Supprimer l'alinéa 2.
L'article 5-II du projet de loi a pour objet de rendre applicable la Décision n° 11 modifiée de la Commission copie privée à toutes les actions contentieuses engagées avant le 18 juin 2011 et fondées sur l'illégalité de cette décision, à l'exception de celles ayant donné lieu à des jugements passés en force de chose jugée. Il a ainsi pour conséquence directe de censurer partiellement l'arrêt du Conseil d'Etat du 17 juin 2011 (CE, Canal + Distribution et autres) en le privant d'effet.
En effet, le dispositif de l'arrêt du Conseil d'Etat énonce en son article 4 que « l'annulation [de la Décision n° 11] prendra effet à l'expiration d'un délai de six mois à compter de la date de sa notification au ministre de la culture et de la communication, sous réserve des actions contentieuses engagées à la date de la présente décision contre des actes pris sur le fondement des dispositions annulées ». La réserve des actions en cours à la date du jugement était précisément destinée à permettre aux auteurs de ces actions de bénéficier immédiatement, dans les procédures engagées, des effets d'une annulation rétroactive de la Décision n°11. Or cette réserve, garantie de manière expresse par l'arrêt du 17 juin 2010, est non seulement remise en cause mais complètement privée d'effet par l'article 5-II.
Le Conseil constitutionnel a déjà jugé qu'une disposition législative était contraire à la Constitution si elle avait « pour principal objet […] de priver d'effet […] [une] décision du Conseil d'Etat » (Décision n° 2005-531 DC du 29 décembre 2005, cons. 6).
L'article 5-II du projet de loi a pour principal objet de censurer une partie du dispositif de la décision du 17 juin 2011 du Conseil d'Etat, alors même que le Conseil d'Etat considère que la réserve à laquelle il procède concernant les actions contentieuses engagées est un impératif lié au respect du droit au recours effectif En effet, les annulations contentieuses prononcées par le juge administratif ont en principe un caractère "erga omnes" et rétroactif, dans l'intérêt supérieur de la légalité : elles bénéficient ainsi à tous et font disparaître intégralement l'acte annulé de l'ordre juridique.
Dans les rares cas, tel que celui de l'arrêt du 17 juin 2011, où le Conseil d'Etat limite les effets d'une annulation contentieuse, il s'attache à préserver en tout état de cause le droit à un recours effectif.

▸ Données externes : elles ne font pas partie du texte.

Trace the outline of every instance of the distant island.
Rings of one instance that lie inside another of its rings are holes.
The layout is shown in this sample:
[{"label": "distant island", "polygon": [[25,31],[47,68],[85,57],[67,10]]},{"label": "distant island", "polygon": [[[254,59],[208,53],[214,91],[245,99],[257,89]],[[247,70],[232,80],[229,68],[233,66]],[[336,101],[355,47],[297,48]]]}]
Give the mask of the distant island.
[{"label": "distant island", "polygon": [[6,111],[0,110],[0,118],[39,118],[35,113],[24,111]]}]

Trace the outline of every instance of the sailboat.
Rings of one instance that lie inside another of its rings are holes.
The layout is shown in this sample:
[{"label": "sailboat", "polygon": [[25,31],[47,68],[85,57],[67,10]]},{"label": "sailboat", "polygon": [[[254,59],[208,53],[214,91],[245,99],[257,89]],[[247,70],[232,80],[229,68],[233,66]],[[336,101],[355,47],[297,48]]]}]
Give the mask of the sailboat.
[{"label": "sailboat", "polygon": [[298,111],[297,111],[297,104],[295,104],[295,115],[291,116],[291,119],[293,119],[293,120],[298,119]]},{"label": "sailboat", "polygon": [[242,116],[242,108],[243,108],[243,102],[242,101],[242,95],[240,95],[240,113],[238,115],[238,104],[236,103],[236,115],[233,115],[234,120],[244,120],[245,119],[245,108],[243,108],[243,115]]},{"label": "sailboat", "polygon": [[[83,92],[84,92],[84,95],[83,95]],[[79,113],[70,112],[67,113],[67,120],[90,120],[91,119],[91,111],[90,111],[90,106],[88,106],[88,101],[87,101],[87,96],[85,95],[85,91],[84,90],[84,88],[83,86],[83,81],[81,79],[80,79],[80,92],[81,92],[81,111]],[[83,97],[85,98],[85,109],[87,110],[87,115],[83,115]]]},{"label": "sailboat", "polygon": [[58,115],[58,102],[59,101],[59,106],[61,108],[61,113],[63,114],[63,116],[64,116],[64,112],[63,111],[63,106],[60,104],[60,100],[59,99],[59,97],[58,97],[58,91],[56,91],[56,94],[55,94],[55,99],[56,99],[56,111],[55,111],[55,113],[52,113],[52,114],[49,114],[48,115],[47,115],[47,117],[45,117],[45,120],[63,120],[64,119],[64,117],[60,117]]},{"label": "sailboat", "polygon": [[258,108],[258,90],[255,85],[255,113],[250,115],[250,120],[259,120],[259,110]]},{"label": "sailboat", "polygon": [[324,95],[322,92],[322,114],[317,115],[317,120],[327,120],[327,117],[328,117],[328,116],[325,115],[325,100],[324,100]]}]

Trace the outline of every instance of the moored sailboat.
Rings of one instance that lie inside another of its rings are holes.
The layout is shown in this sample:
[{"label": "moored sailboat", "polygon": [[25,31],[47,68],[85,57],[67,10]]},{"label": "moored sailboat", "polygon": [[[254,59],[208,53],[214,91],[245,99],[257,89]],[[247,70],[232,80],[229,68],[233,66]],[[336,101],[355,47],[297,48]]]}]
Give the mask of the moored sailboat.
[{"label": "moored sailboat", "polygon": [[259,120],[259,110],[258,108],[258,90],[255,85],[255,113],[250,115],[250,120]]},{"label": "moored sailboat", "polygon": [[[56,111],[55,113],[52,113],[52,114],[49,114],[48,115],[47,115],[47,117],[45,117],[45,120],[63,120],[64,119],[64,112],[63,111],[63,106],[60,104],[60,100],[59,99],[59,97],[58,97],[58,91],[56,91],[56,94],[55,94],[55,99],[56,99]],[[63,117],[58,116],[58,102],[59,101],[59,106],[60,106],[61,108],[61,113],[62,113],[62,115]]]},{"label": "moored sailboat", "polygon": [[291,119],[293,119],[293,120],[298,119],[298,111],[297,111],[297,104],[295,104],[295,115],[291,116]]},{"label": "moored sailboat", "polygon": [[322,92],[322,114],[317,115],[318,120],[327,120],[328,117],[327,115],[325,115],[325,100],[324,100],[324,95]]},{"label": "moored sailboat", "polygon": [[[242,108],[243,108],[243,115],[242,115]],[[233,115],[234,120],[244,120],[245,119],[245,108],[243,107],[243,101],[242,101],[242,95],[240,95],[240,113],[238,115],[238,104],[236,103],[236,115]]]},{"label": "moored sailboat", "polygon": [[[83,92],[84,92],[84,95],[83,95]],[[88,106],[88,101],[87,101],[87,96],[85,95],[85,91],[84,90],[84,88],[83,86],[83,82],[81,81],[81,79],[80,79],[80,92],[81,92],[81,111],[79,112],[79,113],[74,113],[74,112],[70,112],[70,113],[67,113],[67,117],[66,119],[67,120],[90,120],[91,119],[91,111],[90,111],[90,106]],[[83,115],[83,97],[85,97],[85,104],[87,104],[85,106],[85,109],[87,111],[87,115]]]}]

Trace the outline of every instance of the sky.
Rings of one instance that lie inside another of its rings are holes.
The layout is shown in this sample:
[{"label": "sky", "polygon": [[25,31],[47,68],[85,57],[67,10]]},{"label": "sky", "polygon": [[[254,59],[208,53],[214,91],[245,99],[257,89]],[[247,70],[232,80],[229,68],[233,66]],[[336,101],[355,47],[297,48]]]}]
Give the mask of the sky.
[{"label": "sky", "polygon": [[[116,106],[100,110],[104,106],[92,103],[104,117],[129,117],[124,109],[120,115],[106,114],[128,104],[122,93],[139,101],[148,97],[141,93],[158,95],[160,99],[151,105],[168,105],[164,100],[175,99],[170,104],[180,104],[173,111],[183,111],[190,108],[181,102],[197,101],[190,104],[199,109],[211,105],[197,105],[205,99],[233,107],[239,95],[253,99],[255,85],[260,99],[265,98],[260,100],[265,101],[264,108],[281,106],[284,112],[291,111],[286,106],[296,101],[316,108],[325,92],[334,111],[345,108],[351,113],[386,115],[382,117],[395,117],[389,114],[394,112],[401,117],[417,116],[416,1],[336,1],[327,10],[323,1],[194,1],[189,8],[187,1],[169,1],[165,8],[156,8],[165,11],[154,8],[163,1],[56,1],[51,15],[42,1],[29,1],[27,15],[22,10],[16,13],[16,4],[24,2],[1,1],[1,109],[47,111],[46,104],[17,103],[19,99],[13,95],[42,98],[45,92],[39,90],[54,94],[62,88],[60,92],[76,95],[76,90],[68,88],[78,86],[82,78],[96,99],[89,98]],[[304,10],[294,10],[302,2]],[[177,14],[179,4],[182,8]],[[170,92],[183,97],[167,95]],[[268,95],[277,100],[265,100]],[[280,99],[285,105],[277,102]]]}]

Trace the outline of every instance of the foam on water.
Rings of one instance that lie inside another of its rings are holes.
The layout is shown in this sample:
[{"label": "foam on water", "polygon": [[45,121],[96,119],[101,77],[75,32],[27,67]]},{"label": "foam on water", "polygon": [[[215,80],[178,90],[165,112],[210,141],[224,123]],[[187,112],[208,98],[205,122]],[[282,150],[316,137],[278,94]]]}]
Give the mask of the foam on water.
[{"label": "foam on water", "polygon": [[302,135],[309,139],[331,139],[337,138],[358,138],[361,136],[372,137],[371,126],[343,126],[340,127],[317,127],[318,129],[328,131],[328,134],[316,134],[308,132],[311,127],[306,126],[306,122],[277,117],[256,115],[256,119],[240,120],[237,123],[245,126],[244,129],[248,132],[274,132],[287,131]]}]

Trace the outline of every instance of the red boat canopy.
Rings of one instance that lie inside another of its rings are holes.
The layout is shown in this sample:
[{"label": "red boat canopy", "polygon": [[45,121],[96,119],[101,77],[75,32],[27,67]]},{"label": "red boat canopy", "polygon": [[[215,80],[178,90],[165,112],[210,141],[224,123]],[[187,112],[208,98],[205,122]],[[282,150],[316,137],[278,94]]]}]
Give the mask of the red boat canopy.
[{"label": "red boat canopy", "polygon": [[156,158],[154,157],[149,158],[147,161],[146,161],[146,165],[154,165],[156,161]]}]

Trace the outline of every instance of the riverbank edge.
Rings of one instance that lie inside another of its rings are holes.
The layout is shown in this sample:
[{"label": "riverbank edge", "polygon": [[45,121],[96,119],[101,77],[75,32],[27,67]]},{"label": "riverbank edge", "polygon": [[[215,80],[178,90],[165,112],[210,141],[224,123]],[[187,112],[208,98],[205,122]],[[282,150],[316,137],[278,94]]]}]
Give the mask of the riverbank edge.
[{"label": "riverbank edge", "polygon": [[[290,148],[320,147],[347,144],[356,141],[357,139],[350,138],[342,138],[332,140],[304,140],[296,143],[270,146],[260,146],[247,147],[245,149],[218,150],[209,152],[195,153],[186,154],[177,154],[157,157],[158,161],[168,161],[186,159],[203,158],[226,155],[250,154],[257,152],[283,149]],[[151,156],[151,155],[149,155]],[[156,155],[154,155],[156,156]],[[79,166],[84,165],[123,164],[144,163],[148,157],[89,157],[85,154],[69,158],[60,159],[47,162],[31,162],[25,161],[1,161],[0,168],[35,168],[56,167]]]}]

Le Conseil d'Etat a ainsi expressément jugé que « lorsque le juge administratif décide de limiter dans le temps des effets de l'annulation de l'acte attaqué devant lui, il est tenu, au regard du droit des justiciables à un recours effectif, de réserver les actions contentieuses engagées contre les actes pris sur le fondement de l'acte en cause à la date de sa décision d'annulation » (CE, 17 décembre 2010, Syndicat de l'industrie des technologies de l'information, n°310195, aux tables du Lebon).
En censurant une partie essentielle de la décision du Conseil d'Etat du 17 juin 2011, l'article 5-II est donc clairement contraire à la Constitution et doit être supprimé.